刊行されたときから読みたいなと思っていて、数ヶ月前にKindleで購入したものの、他のビジネス本(爆)などにインタラプトされて積ん読になっていたところ、何かのきっかけで映画化されることを知り、今になってやっと手を付けたという次第。
読み始めたら止まらなくなって、先ほどもつい下巻をポチリとしたわけだけれども、恩田さんの筆致で圧巻なのは、なんと言っても、演奏者(というかコンテスタント)がゾーンに入ったときの表現なんじゃないかと思う。

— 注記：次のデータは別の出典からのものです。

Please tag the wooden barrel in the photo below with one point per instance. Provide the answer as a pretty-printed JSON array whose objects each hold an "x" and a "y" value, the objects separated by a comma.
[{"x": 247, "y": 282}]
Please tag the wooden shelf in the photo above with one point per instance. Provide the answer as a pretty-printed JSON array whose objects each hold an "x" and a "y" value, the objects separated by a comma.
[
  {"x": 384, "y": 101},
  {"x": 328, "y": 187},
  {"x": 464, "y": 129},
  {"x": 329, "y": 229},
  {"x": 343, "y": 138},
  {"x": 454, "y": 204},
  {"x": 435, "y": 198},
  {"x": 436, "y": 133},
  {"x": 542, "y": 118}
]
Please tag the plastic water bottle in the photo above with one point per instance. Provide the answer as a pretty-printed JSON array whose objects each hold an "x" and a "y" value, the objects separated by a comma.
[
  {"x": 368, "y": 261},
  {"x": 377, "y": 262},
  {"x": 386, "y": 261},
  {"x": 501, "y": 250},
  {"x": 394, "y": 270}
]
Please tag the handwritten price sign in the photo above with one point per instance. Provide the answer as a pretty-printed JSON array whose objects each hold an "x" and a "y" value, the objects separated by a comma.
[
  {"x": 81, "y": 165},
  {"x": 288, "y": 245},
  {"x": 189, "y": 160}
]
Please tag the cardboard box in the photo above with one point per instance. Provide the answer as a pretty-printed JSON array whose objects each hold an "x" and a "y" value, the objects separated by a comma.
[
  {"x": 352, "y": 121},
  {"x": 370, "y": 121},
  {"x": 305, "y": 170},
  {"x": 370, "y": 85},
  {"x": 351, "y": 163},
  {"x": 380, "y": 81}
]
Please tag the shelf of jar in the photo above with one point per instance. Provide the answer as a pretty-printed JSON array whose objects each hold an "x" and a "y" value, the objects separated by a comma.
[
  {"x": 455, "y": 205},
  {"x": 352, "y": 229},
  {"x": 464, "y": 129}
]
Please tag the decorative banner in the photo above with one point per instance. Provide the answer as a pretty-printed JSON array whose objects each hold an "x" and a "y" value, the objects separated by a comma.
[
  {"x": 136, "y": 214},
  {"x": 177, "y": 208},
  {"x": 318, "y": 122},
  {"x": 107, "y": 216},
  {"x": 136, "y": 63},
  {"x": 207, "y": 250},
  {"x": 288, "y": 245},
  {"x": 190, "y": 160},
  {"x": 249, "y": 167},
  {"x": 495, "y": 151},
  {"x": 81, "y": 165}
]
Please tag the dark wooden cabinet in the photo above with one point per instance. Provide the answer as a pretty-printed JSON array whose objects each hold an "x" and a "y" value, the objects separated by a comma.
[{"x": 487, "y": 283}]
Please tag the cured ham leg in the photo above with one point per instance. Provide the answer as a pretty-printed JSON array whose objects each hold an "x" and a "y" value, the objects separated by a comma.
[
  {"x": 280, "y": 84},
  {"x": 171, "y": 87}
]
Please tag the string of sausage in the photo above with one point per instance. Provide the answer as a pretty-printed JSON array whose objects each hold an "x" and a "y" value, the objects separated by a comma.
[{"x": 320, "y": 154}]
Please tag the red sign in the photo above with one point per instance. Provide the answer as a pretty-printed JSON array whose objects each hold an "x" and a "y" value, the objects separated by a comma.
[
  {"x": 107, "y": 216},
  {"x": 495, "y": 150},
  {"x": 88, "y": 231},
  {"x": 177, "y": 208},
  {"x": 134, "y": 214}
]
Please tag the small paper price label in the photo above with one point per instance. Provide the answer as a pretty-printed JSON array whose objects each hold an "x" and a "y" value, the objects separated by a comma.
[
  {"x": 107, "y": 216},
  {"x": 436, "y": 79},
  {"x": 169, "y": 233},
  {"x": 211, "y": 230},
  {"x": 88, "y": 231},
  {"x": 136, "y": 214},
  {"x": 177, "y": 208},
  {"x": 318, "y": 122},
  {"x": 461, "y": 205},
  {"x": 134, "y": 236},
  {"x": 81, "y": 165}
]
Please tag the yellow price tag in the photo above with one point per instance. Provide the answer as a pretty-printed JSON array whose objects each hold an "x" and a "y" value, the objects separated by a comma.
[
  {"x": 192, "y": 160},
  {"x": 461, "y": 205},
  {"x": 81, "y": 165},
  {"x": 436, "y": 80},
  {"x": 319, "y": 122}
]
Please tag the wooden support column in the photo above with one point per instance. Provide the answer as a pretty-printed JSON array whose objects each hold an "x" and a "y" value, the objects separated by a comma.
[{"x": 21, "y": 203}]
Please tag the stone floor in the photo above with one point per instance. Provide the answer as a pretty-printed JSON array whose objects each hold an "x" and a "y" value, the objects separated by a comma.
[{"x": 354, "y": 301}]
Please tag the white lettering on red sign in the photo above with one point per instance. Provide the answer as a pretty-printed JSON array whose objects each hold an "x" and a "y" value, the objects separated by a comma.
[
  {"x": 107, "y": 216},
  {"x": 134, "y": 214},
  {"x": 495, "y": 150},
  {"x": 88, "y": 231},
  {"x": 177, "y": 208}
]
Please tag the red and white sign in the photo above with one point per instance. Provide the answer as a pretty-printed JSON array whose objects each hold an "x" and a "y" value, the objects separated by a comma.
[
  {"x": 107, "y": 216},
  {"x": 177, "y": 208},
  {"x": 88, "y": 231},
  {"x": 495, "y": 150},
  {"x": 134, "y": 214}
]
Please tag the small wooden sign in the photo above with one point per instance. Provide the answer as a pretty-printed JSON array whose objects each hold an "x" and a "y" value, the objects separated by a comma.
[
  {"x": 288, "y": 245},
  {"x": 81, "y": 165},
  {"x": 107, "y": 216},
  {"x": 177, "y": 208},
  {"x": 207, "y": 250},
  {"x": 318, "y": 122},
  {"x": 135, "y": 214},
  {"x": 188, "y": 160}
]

それこそ読者も彼/彼女のゾーンを追体験しているかのような。
個人的に、アタシ、人生で4回ほどゾーンを体験したと思っている。
最初は友人の車に乗っていて交通事故に遭いかけて死ぬかと思ったとき。
3度目は「なか卯」で店員さんの手が滑り味噌汁がアタシの上にぶち撒けられそうになったとき。
そして2度目と4 度目は人前で歌を披露しているとき。
1度目と3度目はむしろ「フラッシュバック」と言った方がいいかもしれないけど、その4回ともに共通しているのは、周りのすべてがビデオのスロー再生のようにはっきり認知できること。

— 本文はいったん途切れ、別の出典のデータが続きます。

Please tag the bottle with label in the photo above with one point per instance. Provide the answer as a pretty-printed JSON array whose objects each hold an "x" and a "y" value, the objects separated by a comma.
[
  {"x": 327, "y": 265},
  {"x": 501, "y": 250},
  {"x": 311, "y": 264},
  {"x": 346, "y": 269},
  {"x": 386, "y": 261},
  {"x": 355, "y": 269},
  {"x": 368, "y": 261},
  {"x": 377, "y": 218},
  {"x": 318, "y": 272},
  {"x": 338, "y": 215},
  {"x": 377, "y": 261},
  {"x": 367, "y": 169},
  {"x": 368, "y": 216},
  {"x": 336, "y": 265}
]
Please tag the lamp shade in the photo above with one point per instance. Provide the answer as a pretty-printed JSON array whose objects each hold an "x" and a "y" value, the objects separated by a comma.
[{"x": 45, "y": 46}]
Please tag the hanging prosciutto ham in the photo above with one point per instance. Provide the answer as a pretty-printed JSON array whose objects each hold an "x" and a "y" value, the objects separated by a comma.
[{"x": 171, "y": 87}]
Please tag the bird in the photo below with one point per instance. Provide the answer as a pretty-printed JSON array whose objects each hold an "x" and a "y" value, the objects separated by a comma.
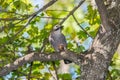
[{"x": 58, "y": 40}]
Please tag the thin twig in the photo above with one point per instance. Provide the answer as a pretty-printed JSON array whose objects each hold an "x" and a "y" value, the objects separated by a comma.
[
  {"x": 103, "y": 14},
  {"x": 29, "y": 75},
  {"x": 81, "y": 26},
  {"x": 71, "y": 12},
  {"x": 33, "y": 16}
]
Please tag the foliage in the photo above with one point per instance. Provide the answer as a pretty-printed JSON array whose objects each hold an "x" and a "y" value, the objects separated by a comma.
[{"x": 15, "y": 42}]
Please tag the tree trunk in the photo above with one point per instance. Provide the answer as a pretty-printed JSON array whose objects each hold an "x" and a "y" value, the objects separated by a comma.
[{"x": 96, "y": 62}]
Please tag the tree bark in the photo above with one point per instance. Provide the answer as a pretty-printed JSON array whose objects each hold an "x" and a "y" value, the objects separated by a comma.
[{"x": 97, "y": 61}]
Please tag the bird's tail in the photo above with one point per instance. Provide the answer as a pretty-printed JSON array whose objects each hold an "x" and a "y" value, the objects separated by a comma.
[{"x": 67, "y": 61}]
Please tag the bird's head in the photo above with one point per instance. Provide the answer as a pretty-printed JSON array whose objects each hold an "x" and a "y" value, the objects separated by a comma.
[{"x": 57, "y": 27}]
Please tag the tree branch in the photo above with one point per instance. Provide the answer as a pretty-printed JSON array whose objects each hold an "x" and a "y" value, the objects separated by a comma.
[
  {"x": 31, "y": 17},
  {"x": 81, "y": 26},
  {"x": 103, "y": 14},
  {"x": 71, "y": 12},
  {"x": 40, "y": 57}
]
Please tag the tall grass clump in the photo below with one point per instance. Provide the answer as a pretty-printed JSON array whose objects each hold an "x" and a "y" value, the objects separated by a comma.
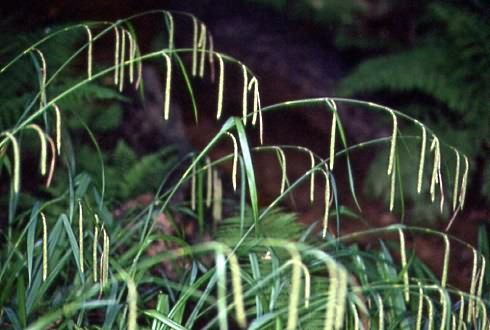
[{"x": 73, "y": 258}]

そしてその間、自分を空中から俯瞰しているようになり、自らの思考や感覚が研ぎ澄まされて、瞬時にベストの方策が編み出せ、行動に移せること。
あぁ、そういう意味であれば母親が風呂場で倒れて背骨折ったときもそんな感じだったかもしれない。
いずれにせよ、あの感覚は自ら生み出そうと思っても生み出せるものではないので、余計に恩田さんの文章に釘付けになってしまうんだろうな。
まるで思い出を反芻するかのように。
残りの半分を読むのがとても楽しみです。